Cortázar y la música
Hay un texto de Cortázar que tal vez sintetice su fuerte vínculo con el arte sonoro, su narración El perseguidor, cuyo protagonista es un músico de jazz. A menudo se ha querido ver en él a Charlie Parker, el saxofonista norteamericano. No soy partidario de buscar referencias biográficas en seres ficticios, aunque sean explícitas, porque la ficción todo lo ficcionaliza. Más bien subrayo el hecho de que el relato citado es la historia de un músico contada por un escritor.
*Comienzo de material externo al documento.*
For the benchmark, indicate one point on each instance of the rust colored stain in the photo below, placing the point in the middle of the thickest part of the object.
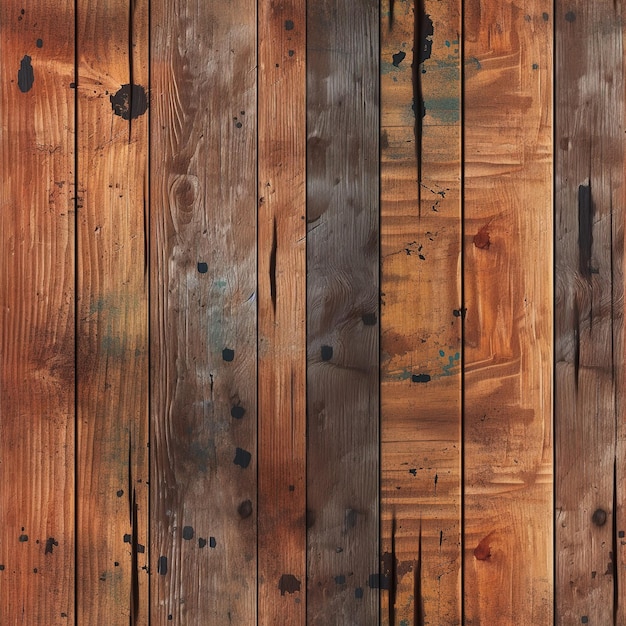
(482, 551)
(481, 238)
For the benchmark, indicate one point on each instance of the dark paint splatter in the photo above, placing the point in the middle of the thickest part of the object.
(188, 533)
(423, 31)
(398, 58)
(50, 544)
(288, 583)
(25, 75)
(237, 412)
(162, 565)
(245, 509)
(129, 101)
(327, 353)
(585, 230)
(369, 319)
(242, 458)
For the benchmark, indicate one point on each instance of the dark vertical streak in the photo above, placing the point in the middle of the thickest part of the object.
(273, 266)
(585, 229)
(393, 575)
(417, 584)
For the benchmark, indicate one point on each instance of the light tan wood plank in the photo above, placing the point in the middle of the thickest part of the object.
(508, 327)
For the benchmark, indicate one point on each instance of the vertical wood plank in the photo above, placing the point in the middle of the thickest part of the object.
(112, 466)
(508, 324)
(421, 313)
(203, 312)
(590, 313)
(282, 313)
(342, 290)
(37, 313)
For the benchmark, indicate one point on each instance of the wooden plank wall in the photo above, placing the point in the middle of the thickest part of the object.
(305, 307)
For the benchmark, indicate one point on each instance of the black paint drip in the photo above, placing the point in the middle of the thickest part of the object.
(25, 75)
(129, 102)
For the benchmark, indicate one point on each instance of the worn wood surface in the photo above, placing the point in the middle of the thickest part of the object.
(36, 313)
(282, 313)
(203, 312)
(421, 325)
(342, 311)
(589, 148)
(508, 325)
(112, 330)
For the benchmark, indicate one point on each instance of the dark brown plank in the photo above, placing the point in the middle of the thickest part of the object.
(590, 525)
(421, 312)
(508, 538)
(37, 260)
(112, 462)
(203, 312)
(282, 313)
(342, 290)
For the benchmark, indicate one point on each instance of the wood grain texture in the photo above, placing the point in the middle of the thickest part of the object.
(282, 313)
(342, 303)
(589, 546)
(508, 325)
(36, 313)
(203, 312)
(421, 313)
(112, 394)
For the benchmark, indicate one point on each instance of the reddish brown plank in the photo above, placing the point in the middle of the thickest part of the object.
(590, 553)
(343, 295)
(36, 313)
(112, 462)
(282, 313)
(203, 312)
(508, 325)
(421, 313)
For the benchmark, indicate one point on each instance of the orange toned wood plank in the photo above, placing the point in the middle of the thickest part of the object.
(112, 471)
(282, 314)
(590, 553)
(421, 314)
(36, 313)
(203, 312)
(508, 327)
(343, 294)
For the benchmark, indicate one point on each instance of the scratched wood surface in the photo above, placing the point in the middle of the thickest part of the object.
(36, 313)
(421, 325)
(508, 325)
(589, 349)
(282, 314)
(112, 399)
(203, 317)
(342, 311)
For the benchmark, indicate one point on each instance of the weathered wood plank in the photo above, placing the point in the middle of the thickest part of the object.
(37, 313)
(203, 312)
(590, 554)
(421, 313)
(342, 271)
(112, 393)
(508, 325)
(282, 313)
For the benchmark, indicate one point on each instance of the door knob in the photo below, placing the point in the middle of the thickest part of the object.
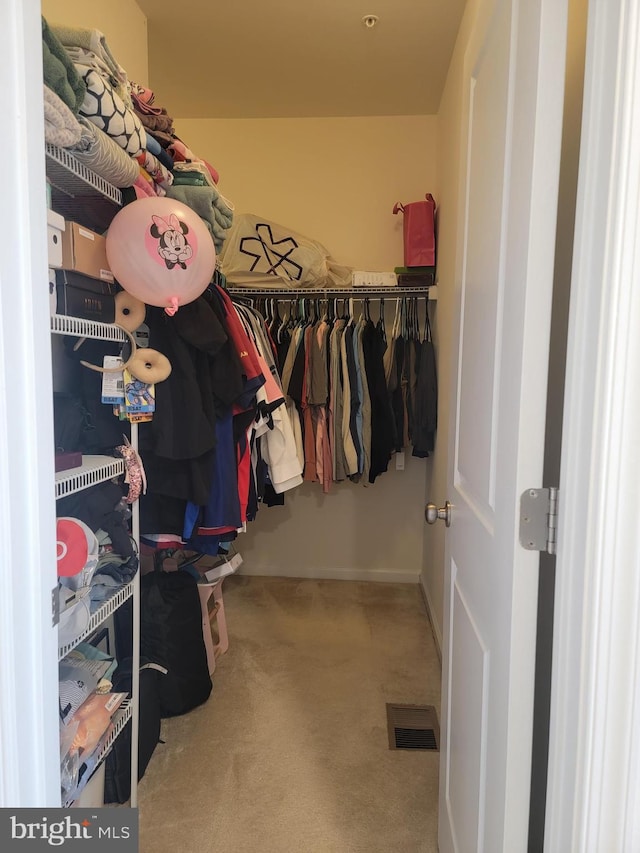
(432, 513)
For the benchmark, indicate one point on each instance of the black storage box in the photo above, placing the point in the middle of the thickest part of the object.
(78, 295)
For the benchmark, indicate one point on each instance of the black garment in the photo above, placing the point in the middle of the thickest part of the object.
(396, 395)
(426, 405)
(177, 445)
(101, 431)
(100, 508)
(353, 390)
(382, 430)
(297, 373)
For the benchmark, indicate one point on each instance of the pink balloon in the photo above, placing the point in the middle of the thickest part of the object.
(161, 252)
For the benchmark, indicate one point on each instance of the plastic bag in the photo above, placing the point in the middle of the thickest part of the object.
(261, 253)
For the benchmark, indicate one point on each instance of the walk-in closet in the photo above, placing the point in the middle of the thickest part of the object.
(301, 348)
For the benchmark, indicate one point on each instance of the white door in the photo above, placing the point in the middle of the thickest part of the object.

La letra no puede dar cuenta de la música porque los signos de ésta carecen de semántica, son significantes inseparables del significado y viceversa, o sea emblemas, símbolos. Están ahí, lo dicen todo a precio de no exigirles explicitarse. Así el músico de Cortázar dice haber tocado mañana, en un tiempo no lineal, acaso un coágulo alucinado del tiempo o esa forma misteriosa de lo temporal que es la música según la lúcida fórmula de otro ilustre sordo, Jorge Luis Borges. Más aún: haberse asomado al desolado mundo de la muerte y vuelto de él con una música. Eternidad y mortalidad son las claves —nunca mejor dicho: claves musicales— de lo inefable. Por eso el hombre ha inventado la música, porque se sabe mortal y se quiere eterno.
Nunca oiremos la música de Johnny Carter. Tampoco la de Vinteuil a la que se refiere Proust ni la de Leverkühn a la que se refiere Thomas Mann. En sus obras caben todas las músicas del mundo, las que seamos capaces de imaginar y sentir aunque no seamos capaces de componer.